The two main Palestinian groups, Hamas and Fatah, announced that they had reached a deal on Thursday, September 24, to hold the first elections in Palestine in nearly 15 years. The general secretary of the Fatah movement, Jibril Rajaoub, announced the deal in Ramallah and said that the elections will be held within the next six months.
The factions met in Turkey’s capital Ankara on Monday to finalize the agreement which was first reached between president Mahmoud Abbas and the top leader of Hamas, Ismail Haniyeh, earlier this month.
Agreeing that divisions among Palestinian factions have led to the weakening of the movement, Rajaoub announced, “building national unity is a strategic goal of the agreement, and is our path to elections. The democratic process is the only way to build our political system,” Palestinian news agency WAFA reported.
The voting will take place in all occupied territories, including eastern Jerusalem. The agreement, which was reached on Wednesday, will be submitted for approval to the next meeting of the heads of Palestinian factions to be held on October 1.

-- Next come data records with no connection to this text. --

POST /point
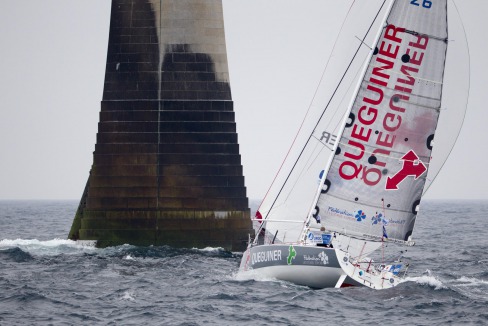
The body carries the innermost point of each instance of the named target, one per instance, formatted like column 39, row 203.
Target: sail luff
column 315, row 209
column 384, row 151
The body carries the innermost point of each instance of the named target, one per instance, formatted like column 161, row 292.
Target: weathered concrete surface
column 166, row 167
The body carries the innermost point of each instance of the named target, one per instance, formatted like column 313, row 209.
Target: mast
column 382, row 158
column 343, row 125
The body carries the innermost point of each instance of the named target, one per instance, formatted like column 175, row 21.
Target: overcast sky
column 52, row 68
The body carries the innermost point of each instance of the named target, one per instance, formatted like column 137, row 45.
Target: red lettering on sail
column 369, row 143
column 412, row 166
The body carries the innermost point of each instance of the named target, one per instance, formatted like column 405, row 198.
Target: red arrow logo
column 412, row 166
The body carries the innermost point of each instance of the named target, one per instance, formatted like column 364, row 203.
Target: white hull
column 314, row 266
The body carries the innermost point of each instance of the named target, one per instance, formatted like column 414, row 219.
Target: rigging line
column 323, row 112
column 308, row 110
column 427, row 187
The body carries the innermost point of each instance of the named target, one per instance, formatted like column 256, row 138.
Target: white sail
column 293, row 193
column 376, row 179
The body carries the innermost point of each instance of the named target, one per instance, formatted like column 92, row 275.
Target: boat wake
column 428, row 279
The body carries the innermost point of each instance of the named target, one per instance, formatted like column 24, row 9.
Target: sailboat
column 372, row 167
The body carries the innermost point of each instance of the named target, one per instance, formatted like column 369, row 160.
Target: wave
column 48, row 247
column 428, row 280
column 471, row 281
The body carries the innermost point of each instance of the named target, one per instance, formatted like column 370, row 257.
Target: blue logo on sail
column 360, row 216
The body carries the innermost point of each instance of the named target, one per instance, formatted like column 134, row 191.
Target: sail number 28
column 425, row 3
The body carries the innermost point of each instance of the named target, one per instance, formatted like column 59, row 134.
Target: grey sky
column 51, row 81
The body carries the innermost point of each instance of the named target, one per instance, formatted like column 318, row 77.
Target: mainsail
column 286, row 208
column 376, row 179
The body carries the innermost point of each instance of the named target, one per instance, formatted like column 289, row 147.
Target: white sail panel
column 293, row 193
column 377, row 176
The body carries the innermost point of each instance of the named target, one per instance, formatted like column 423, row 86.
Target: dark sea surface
column 47, row 280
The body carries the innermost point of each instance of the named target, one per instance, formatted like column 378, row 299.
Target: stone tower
column 166, row 166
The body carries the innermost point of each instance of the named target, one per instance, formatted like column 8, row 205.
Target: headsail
column 378, row 173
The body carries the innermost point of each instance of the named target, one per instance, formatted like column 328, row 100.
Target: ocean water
column 47, row 280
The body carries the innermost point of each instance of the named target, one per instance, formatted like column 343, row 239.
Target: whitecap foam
column 128, row 296
column 252, row 275
column 471, row 281
column 129, row 257
column 427, row 280
column 209, row 249
column 48, row 247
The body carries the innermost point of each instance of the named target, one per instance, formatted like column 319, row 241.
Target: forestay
column 377, row 176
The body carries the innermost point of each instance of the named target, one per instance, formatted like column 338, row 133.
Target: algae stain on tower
column 166, row 166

Disagreements between the two main factions emerged after the surprise victory of Hamas in the Palestinian elections in 2006. Since 2007, Hamas has been ruling Gaza independently while the Palestinian Authority was under Fatah’s control. Several earlier attempts at reconciliation failed. The recent Israeli announcement of imminent formal annexation of the parts of the occupied West Bank, and the UAE and Bahrain signing of a “normalization” accord with Israel led the factions to end their disagreements and unite to fight against the occupation.